PDF is one of the most common file types held within a SharePoint document store and yet depending upon the version of SharePoint the “out of the box behaviour” may not be quite what users expect. Consequently PDF users felt that PDF files were very much “second class citizens” in versions of SharePoint prior to 2013.
PDF and SharePoint
In SharePoint versions prior to 2013 there was no PDF Icon and PDF documents would not be indexed for SharePoint search unless a separate iFilter was installed.
The PDF icon and indexing issue in SharePoint 2007/2010 could easily be addressed by following the instructions here whereas allowing PDF files to open in the browser can be fixed by following the instructions in this blog.
The good news is that PDF is finally recognized as a file type from SharePoint 2013 onwards and Microsoft added their own PDF Format Handler so that PDFs can be automatically indexed without requiring a third party iFilter. Another piece of good news is that it is now straighforward to enable PDF document previews in search results.
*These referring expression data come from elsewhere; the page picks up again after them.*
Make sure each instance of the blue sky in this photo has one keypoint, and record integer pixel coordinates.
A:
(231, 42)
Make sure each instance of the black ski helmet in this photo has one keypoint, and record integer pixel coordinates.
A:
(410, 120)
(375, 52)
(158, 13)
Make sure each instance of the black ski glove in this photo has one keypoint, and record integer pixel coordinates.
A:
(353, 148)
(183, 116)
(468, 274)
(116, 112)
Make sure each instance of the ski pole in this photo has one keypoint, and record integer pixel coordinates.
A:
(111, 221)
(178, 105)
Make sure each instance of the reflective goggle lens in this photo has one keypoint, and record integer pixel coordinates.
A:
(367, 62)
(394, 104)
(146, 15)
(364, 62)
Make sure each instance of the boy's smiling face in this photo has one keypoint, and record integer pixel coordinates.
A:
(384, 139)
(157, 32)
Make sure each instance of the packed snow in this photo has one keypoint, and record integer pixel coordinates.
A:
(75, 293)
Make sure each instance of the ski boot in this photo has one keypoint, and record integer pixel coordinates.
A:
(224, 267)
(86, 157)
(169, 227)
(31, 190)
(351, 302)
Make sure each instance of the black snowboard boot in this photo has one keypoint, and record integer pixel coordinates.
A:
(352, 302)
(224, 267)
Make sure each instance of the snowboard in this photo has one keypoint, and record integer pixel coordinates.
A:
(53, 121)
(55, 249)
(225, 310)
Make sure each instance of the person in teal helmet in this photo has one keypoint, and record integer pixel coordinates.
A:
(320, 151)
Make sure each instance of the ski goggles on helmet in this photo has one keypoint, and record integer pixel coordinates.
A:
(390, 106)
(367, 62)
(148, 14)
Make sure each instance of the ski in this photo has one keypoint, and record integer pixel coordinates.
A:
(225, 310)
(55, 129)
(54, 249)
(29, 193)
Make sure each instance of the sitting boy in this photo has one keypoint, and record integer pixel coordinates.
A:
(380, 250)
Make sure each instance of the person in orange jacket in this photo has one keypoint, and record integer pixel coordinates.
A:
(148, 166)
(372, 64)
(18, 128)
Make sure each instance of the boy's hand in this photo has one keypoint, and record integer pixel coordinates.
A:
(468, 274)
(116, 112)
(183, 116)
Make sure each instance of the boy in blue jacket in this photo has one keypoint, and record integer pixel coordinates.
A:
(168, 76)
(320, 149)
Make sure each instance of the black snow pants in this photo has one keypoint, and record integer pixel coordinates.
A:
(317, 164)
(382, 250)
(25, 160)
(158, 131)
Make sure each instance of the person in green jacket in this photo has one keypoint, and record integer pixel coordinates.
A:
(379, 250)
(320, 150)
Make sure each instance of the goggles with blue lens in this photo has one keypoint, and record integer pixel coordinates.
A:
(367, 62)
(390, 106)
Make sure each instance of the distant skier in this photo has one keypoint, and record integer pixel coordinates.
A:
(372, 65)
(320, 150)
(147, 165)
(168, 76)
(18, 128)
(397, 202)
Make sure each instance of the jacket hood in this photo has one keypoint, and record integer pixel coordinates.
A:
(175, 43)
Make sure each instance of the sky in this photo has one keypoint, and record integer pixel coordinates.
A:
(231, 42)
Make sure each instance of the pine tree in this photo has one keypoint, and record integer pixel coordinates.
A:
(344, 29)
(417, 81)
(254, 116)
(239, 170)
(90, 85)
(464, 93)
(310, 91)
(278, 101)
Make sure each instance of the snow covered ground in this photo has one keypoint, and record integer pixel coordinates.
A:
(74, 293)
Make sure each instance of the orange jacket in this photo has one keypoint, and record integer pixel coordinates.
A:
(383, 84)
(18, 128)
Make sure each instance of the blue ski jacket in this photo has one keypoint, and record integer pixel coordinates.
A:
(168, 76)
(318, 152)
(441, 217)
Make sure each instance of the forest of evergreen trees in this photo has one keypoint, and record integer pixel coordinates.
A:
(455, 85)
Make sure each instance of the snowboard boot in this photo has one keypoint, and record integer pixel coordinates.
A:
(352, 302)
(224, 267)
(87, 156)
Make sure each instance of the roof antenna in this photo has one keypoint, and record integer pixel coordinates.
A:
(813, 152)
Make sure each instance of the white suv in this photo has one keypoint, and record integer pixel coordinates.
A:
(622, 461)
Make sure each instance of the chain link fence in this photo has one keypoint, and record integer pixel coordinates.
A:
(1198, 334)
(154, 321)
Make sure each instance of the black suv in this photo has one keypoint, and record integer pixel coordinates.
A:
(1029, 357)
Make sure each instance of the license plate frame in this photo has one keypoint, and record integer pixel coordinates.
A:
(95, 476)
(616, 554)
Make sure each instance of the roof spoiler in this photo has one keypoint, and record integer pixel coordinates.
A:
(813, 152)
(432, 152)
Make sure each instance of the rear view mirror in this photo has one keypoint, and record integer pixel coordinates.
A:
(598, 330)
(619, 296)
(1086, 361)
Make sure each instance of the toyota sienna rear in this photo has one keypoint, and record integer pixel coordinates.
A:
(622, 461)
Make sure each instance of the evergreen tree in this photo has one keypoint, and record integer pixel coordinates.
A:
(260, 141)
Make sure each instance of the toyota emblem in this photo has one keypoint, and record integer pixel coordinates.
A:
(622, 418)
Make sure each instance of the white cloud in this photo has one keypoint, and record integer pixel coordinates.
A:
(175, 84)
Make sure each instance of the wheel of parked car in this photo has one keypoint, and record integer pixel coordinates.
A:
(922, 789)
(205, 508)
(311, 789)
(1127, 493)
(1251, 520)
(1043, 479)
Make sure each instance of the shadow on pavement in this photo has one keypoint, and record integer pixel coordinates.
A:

In addition, the situation regarding viewing PDF files from within Microsoft SharePoint has some issues as is well explained in this article.
However, one downside of SharePoint 2013 is that third party iFilters are no longer supported for use via SharePoint Search and this means that a number of aspects of PDF content can no longer be searched on as shown below:
Since the release of Service Pack 1 in July 2014 it is now possible to install and configure third party iFilters in SharePoint 2013.
One common issue is that many PDF files are either totally or partially image files having originated from scanned documents or faxes.
A searchable PDF has text that can be selected and searched.
Conversely an image PDF consist of images only. If you try to select text on a page, you won’t be able to. Instead the whole image in the page is selected.
Likewise, if you try to search a particuar text on the document, it won’t return any results.
These documents are considered “dead content” because their contents are essentially images and, as a result, cannot be searched or indexed.
Many organizations have tens of thousands (if not hundreds of thousands) of these documents in their SharePoint libraries. They add no value as they are invisible to the SharePoint search engine because the SharePoint crawler cannot index them. Without manually opening theses PDFs one by one and reading them, it is virtually impossible to find which documents contain which particular information. Consequently, these documents are costing storage space without adding any value to the organizations.
To make these documents discoverable again, they need to be transformed into a format that can be searched and indexed by the SharePoint crawler. This is where Aquaforest Searchlight comes in. Aquaforest Searchlight is able to audit SharePoint document stores, identify image-only PDFs and turn them into searchable PDFs using Optical Character Recognition (OCR), thus allowing the SharePoint crawler to index them.
In addition to identifying Image-only PDFs, Aquaforest Searchlight can also identify Partially Searchable, Fully Searchable, TIFFs and Error (due to file corruption) documents.
To see how Aquaforest Searchlight works, check this video demo.
Another tool that can identify image-only PDF documents is Aquaforest CheckPoint. However, this tool does not provide OCR capabilities.